NEPC, one of the industry’s largest independent, full-service investment consulting firms to endowments and foundations, has made public the results of its Q1 2014 NEPC Poll, a measure of endowment and foundation confidence and sentiment related to the economy, investing and market performance.
“Our survey found respondents feeling much more confident in the economic outlook, with fully 75% noting the economy is in a better place now than it was this time last year,” said Cathy Konicki, Partner and Head of NEPC’s Endowment & Foundation Practice Group. “Overall confidence is reflected in more than half of endowments and foundations polled saying the markets will show high single-digit returns and their strong conviction that equities, both US and emerging markets, will be the top performers in the year ahead.”
Despite overall confidence in the markets, 50% of respondents noted that a slowdown in global growth poses the greatest single risk to investment performance, a moderate decrease from the 60% who gave the same answer in Q4, 2013. “Rising interest rates” (19%) replaced last quarter’s “US budget deficit / government shutdown” as the second greatest concern, and “Fed tapering” (13%) followed in third place, displacing concern about rising interest rates seen last quarter.
On the investment front, U.S. and emerging equities, followed by international equities, are believed to be among this year’s top performers by 60% of endowments and foundations.
Confidence in equities aside, there appears to be continued migration of capital from traditional equity and fixed income strategies to non-traditional assets.
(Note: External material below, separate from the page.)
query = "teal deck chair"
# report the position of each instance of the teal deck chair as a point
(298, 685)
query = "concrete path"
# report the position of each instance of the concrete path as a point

Only 4% of respondents indicated they are planning to increase exposure to domestic equities, while 81% indicated they are planning to allocate the same or more to hedge funds, specifically focusing on the multi-strategy, credit-linked and event-driven spaces.
Private equity continues to be among the top alternative investment picks of endowments and foundations: 38% of respondents (vs. 32% last quarter) plan to increase their allocation, and 34% are keeping their private equity investments level with last year. Specific sub-categories of private equity investments favored by respondents were split at 25% each between buyouts / growth equity, direct lending, and secondaries.
NEPC’s Q4 2013 survey noted that 41% of respondents planned to allocate more to real assets in 2014. In the current survey, when asked which real assets were their top choices, 34% said real estate, 24% selected energy, and 8% picked precious metals (specifically gold, gold mining and silver).